Some common terms have specific meanings in the context of Fivetran documentation.
When we talk about your account, we mean your Fivetran account. You can manage your account using your Fivetran dashboard. When we need to talk about a source or destination account, we call it out by name (for example, your Jira account or your BigQuery account). See also Fivetran dashboard.
Alerts appear on your Fivetran dashboard to give you important information about your Fivetran account. There are two types of alerts: errors and warnings. Errors inform you about actions you must take to fix your connectors or transformations. Warnings inform you that something is wrong but is not disrupting your syncs. See also error and warning.
A Fivetran connector is a data pipeline that moves data from your source to your destination.

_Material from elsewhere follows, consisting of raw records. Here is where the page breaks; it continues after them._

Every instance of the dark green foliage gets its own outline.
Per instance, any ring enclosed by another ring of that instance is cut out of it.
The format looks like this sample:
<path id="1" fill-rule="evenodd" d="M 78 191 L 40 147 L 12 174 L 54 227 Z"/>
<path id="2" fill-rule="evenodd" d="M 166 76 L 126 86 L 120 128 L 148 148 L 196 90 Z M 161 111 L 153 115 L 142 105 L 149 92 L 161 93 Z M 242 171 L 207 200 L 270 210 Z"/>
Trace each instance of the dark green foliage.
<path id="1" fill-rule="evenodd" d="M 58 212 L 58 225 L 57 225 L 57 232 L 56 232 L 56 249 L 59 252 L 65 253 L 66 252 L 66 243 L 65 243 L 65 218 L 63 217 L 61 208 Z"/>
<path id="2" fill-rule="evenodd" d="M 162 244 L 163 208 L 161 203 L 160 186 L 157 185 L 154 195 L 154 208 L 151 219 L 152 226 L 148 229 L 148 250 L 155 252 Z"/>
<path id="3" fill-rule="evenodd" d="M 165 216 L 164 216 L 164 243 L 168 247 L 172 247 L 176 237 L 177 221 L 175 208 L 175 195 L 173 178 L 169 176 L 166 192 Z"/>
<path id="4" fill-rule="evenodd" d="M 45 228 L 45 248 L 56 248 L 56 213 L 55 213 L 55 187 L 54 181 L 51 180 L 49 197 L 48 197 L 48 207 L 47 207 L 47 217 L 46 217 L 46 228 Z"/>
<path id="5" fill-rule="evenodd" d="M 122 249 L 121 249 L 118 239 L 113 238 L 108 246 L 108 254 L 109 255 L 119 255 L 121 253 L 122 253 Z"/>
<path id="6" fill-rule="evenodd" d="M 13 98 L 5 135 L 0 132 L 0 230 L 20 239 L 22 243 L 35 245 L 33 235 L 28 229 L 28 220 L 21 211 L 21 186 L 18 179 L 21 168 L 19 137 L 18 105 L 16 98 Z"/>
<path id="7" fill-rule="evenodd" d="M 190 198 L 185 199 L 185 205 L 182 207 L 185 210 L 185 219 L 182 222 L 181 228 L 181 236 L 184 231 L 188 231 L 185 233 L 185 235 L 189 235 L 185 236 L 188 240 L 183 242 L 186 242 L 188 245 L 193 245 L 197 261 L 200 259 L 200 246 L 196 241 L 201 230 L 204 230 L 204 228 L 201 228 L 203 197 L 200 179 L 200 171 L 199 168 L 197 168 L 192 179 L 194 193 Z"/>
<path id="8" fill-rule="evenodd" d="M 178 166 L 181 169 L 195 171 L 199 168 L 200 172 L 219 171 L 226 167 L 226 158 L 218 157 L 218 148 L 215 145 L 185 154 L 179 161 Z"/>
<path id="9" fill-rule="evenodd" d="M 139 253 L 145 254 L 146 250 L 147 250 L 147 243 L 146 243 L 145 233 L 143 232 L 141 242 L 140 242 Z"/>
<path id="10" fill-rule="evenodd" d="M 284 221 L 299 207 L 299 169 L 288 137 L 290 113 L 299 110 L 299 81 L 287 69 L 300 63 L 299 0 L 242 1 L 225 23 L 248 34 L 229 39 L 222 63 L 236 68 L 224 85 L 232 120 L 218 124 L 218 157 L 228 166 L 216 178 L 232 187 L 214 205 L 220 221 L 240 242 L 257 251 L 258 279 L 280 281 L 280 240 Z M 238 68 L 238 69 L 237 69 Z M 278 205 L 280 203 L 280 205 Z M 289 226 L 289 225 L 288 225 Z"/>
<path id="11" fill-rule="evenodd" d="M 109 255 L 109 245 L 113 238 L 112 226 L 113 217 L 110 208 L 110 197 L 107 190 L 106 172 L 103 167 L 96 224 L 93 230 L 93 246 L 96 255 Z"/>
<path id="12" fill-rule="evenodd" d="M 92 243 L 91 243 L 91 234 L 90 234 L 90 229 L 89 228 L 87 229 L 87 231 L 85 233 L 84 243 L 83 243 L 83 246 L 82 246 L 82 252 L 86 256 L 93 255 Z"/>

For example, a Salesforce connector moves your data from Salesforce to your destination. Sometimes you might have multiple connectors of the same type. For example, you might have multiple Google Sheets connectors, each moving data from a different Google Sheet.
The cursor is the marker that lets us know where the last Fivetran sync left off in your source data. When we start the next sync, we use the cursor to decide where to begin syncing again. Think of the cursor as a metaphorical high-water mark that shows where our sync got to.
The cursor takes different forms depending on the source. For example, in Salesforce, it refers to the last updated timestamp on a particular endpoint, and in PostgreSQL, it refers to an entry in the database’s Write-ahead Logs.
Previously known as data warehouse
Fivetran connectors replicate your source data to a destination system. Fivetran currently supports two destination types - data warehouses and data lakes. See our documentation for a list of supported destinations.
Previously known as task
An error is a type of alert in your Fivetran dashboard that tells you about an action you must take to fix your connectors or transformations. We also generate a notification email to let you know about the error. Fivetran creates an error when the problem with your connector or transformation is caused by something that’s on your side. For example, if you have set insufficient permissions in your source and Fivetran can’t sync your data, we generate an error that tells you about the problem and what permissions you must set. See also alert and warning.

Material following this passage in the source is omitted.